Samsung Electronics Co. urged a U.S. appeals court to toss a $930 million verdict won by Apple Inc., saying the South Korean company didn’t copy the iPhone’s design and unique look and arguing that the damage award was too high.
“They awarded Samsung’s total profit for all of these phones -- this is absurd,” Kathleen Sullivan, representing Samsung, told the U.S. Court of Appeals for the Federal Circuit in Washington today. “It’s like awarding the profit of an entire car because of infringement of the design of the cupholder.”
Apple and Samsung have dropped most of their legal battles -- this and a second trial that’s also before the appeals court are all that remain of a fight across four continents. This verdict is the largest awarded in any of the so-called smartphone wars, and an appeals court decision determining the proper damages could help foster an eventual settlement.
Cupertino, California-based Apple has said it revolutionized a stagnant smartphone market when it introduced the iPhone in 2007, only to see a rash of copycats. Within months of the iPhone’s introduction, Samsung was taking the phone apart to see what made it special, Apple lawyer William Lee of WilmerHale told the three-judge panel.

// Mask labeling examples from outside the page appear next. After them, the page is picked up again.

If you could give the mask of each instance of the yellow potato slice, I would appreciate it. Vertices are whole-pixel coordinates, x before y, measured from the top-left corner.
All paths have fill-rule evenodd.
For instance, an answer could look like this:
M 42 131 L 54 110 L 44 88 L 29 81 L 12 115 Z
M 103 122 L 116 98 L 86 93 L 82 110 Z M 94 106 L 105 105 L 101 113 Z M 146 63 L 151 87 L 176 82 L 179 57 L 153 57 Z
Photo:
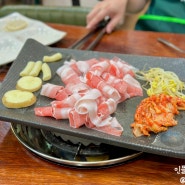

“After two years, their market share was plummeting,” Lee said. “In three months, they came up with something that was identical” to the iPhone.
Much of the jury verdict -- and Samsung’s appeal -- focused on the look of Samsung’s older models and the value of Apple’s designs. Of the total award, $399 million was based on findings that Samsung had copied three patented designs for the shape, corners, translucent screen and colorful icon; another $382 million was for the trademarked look. The remaining $149 million was for infringement of three other patents.
Samsung, based in Suwon, South Korea, contends that Apple’s design patents covered little more than rounded corners or logical ways of making a phone. Even if the patents were infringed, Sullivan said, the damage award was too high.
The court isn’t expected to rule for several months.
The case is Apple Inc. v. Samsung Electronics Co., 14-1335, U.S. Court of Appeals for the Federal Circuit (Washington). The lower court case is Apple Inc. v. Samsung Electronics Co., 11cv1846, U.S. District Court for the Northern District of California (San Jose).